Para el caso que fuese un unicornio, una especie en vía de extinción o un bicho tan adorable como un oso, cualquier tipo de oso (y este además tenía anteojos) viene a lo mismo. Se llamaba Yogui, dicen, y eso también es anecdótico.
Ni siquiera es tan claro que la culpa deba recaer en la totalidad del gremio de los ganaderos, como ya se ha generalizado dadas sus amenazas y posturas. O como también se infiere de las palabras proféticas y desafortunadas de Paloma Valencia: que el oso que mordió en Cauca a una vaca debe pagarle con lo que pueda a los ganaderos, o atenerse a las consecuencias.
En la historia de la ganadería y la conversión de bosques en potreros los historiadores especialistas tampoco han llegado, por fortuna, a ningún acuerdo que los convierta a todos en irremediablemente malvados, violentos, usurpadores y paracos. Razón tienen lo vegetarianos, además, en advertir que la vaca defendida por sobre el oso va a dar a una jugosa y tierna hamburguesería. No se llamará Yogui, pero algún nombre tendrá.
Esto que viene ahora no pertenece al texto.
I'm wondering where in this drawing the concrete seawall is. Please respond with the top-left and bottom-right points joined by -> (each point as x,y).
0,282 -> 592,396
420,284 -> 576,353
De la doble moral los que sí escapan son los encargados de la puesta en escena del horror. Los mismos que enviaron al pobre oso Yogui en pedazos. Y que amenazaron con seguir en lo mismo. Ahí no hay espacio para las falsedades. La interpretación es una: trozar animales y meter miedo con la imagen de su cuerpo degollado remite al imaginario colectivo del pánico y la desazón originado en historias personales de violencia.
Humanizar al oso Yogui para poder barbarizarlo es un acto de guerra.